恐らく、俺の剣じゃ、かすり傷を付けるのがやっとだろう。

俺は、言わずもがな、瘴気さえ吸い込まなければダメージを受ける心配はないが、いくら体が頑丈でも捕まったら毒には勝てない。

大樹に捕まっている冒険者が辛うじて生きている所を見ると、その瘴気は、体の動きを封じるだけで、死ぬ事は無さそうだが、その大樹は、少しづつその冒険者の生気を吸っている様だ。

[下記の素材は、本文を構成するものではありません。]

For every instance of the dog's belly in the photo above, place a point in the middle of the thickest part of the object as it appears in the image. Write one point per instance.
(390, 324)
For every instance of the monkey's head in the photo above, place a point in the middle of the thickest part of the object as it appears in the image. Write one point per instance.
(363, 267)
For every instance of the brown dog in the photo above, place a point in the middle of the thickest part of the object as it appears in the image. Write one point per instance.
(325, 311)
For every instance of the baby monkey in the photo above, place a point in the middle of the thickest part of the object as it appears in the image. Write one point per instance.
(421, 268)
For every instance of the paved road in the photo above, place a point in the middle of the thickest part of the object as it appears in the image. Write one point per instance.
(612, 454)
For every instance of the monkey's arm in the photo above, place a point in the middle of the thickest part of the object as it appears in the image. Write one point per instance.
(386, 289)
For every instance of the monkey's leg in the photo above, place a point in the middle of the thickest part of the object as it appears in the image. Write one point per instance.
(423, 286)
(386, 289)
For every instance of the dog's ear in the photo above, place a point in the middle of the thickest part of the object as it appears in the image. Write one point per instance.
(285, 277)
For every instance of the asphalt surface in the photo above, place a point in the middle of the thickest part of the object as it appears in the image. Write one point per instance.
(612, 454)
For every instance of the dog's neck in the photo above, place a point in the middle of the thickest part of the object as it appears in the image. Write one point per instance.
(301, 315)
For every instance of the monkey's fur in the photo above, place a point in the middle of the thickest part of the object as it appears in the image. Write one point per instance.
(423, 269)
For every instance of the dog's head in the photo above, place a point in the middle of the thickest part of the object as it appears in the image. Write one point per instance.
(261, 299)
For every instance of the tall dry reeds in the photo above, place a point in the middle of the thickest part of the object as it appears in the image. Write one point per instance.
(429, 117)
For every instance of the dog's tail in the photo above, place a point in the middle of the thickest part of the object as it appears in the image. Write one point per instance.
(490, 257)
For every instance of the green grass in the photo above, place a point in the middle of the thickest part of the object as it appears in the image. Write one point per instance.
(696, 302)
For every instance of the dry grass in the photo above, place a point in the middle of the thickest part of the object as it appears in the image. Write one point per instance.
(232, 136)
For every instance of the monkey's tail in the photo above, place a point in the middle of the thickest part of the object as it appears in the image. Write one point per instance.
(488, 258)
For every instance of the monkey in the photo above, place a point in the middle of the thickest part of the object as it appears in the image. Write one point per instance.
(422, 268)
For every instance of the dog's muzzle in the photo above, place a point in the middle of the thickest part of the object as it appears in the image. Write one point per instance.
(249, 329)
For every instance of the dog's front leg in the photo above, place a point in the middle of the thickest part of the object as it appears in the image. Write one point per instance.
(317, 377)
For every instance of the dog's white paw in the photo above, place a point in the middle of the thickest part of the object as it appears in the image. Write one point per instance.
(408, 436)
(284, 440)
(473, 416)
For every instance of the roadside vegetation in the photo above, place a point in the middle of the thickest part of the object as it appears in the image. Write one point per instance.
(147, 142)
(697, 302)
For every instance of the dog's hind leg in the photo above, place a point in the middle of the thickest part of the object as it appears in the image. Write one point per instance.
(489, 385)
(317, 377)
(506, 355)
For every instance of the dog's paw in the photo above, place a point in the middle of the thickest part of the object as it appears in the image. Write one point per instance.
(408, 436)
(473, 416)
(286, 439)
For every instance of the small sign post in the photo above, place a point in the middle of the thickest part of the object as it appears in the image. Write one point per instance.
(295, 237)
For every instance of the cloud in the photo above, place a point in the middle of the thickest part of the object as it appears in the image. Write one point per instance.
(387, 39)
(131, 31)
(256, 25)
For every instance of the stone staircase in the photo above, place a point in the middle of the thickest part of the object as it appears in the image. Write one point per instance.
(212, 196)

「応援を呼ぼう! そうすれば数で何とかなるかもしれない!」

俺は、それしか思いつかなかった。

「駄目だ!」

それをフニャールが反対する。

「どうして!」

「大樹のてっぺんを見て!」

リースの言葉に俺は、空を見上げた。

するとそこには大樹のつぼみが沢山あったのだ。

「あれがどうしたって言うんだよ?」

「あの大きさだと、きっと夜明けには花を開く」

「だから?」

「そしたらあの大樹の花粉が飛散するだろう。そしたらアタイたちの町は終わりだよ」

「え?」

「花粉が飛散したここら辺一帯は、あの大樹の様な化け物で一杯になるだろうからな」

「だからその前に私たちがそれを阻止しないといけないの」

リースは、戦闘に向いてない。

それは、この前の勇者の試験の時、理解した。

でも、それで臆病者と決めつけるのは間違いだろう。

なぜならこんなに強い決意の目をしているのだから……。